In a passionate 11-minute address, Kerry Kennedy sought to portray Biden as someone walking in step with the values of her father and uncle, citing the 15 million new jobs that have been created since the great pause of Covid, arguing that wages are up and inflation is coming down, that he appointed more black women to circuit courts than every other president combined.

She didn’t mention her brother, Robert F Kennedy jnr, or explicitly reference his independent bid for the presidency, but her introduction clarified the ideological chasm between them.

“President Biden has been a champion for all the rights and freedoms that my father and uncle stood for. That’s why nearly every single grandchild of Joe and Rose Kennedy supports Joe Biden. That’s right. The Kennedy family endorses Joe Biden for president.”

It was an effort to reclaim the family mystique and aura that has helped RFK jnr to generate eye-catching numbers in the polls, voters who might be tempted to switch from Democrat to Kennedy this November. She referenced her father’s 1968 warning about the “perilous course” the United States would take under the wrong leadership, and never has that fear been so alive as it is for many Americans as summer approaches.

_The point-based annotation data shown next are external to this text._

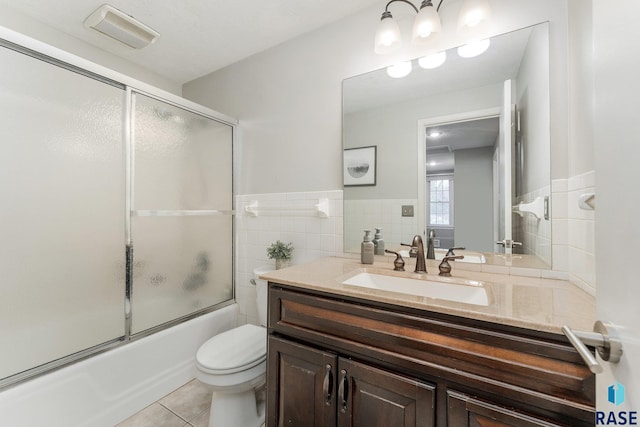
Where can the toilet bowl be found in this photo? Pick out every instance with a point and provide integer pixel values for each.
(233, 364)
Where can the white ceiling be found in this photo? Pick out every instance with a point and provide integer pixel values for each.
(196, 36)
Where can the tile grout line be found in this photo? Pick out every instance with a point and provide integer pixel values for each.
(173, 412)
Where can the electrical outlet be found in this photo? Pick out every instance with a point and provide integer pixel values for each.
(407, 210)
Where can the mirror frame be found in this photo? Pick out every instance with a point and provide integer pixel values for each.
(421, 156)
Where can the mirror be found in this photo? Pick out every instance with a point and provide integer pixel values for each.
(462, 149)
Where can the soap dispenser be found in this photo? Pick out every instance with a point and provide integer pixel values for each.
(367, 248)
(378, 243)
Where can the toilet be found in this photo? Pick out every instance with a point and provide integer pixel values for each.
(234, 364)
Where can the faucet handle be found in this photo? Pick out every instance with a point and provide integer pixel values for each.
(413, 252)
(398, 263)
(455, 248)
(445, 267)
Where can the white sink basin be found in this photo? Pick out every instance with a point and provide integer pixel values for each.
(469, 292)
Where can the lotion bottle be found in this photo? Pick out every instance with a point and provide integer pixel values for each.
(378, 243)
(366, 248)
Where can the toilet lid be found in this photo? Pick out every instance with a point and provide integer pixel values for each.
(233, 351)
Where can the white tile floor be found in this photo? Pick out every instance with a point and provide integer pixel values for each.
(187, 406)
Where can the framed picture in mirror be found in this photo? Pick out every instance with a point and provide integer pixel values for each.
(359, 166)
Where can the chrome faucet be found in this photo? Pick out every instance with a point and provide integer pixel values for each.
(445, 267)
(421, 264)
(450, 251)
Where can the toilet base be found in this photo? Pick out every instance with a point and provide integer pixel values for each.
(235, 409)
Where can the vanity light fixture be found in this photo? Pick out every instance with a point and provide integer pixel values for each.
(388, 36)
(399, 70)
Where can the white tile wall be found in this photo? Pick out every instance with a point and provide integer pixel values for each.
(288, 217)
(535, 232)
(573, 230)
(581, 233)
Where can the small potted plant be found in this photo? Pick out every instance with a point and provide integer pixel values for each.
(281, 252)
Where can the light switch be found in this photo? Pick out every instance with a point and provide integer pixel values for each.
(407, 210)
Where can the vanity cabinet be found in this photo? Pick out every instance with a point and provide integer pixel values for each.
(318, 388)
(346, 361)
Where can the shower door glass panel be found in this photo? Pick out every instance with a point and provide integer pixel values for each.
(181, 265)
(183, 161)
(182, 203)
(62, 219)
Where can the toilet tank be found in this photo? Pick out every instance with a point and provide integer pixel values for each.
(261, 292)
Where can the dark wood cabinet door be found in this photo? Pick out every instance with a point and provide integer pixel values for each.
(466, 411)
(301, 385)
(371, 397)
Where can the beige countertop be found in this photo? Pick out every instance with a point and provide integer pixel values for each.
(530, 302)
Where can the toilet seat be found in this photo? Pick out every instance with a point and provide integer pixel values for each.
(235, 350)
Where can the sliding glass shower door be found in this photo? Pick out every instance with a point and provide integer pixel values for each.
(182, 204)
(62, 224)
(117, 213)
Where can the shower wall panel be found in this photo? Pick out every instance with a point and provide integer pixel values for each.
(182, 213)
(62, 218)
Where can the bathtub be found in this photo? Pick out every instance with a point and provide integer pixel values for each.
(105, 389)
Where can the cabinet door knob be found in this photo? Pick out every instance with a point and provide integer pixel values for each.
(343, 391)
(327, 385)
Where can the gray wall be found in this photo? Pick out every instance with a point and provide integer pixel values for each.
(288, 99)
(533, 89)
(37, 30)
(393, 130)
(473, 200)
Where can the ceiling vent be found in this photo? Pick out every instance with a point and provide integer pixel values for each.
(119, 26)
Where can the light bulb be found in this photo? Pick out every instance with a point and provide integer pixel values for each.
(426, 23)
(388, 36)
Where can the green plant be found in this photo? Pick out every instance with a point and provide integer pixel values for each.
(279, 250)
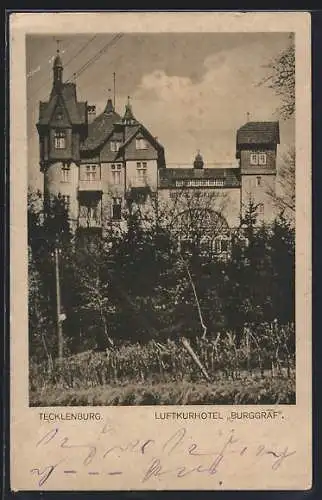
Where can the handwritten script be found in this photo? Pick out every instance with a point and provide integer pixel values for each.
(177, 457)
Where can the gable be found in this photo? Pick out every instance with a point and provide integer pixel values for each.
(60, 116)
(139, 146)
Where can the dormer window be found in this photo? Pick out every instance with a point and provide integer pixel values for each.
(116, 173)
(140, 143)
(60, 139)
(258, 159)
(254, 159)
(141, 168)
(262, 158)
(115, 146)
(65, 172)
(92, 173)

Little wonder that that night watching television at home has remained such a sharp memory for Kerry Kennedy. One moment her father was on the couch watching the turbulence and, in a flash, he was inside the television, a part of history.

It has almost been forgotten that when RFK announced his candidacy in 1968, CBS correspondent Roger Mudd noted that the former attorney general was doing so “in the face of almost solid opposition from the Democratic Party professionals” to his bid. But from Kennedy’s announcement in the Senate caucus room in the Capitol, the breadth of his promise was evident.

“These are not ordinary times,” he said during that address in a line that must seem particularly relevant to his children and wider family this summer.

“And this is not an ordinary election.”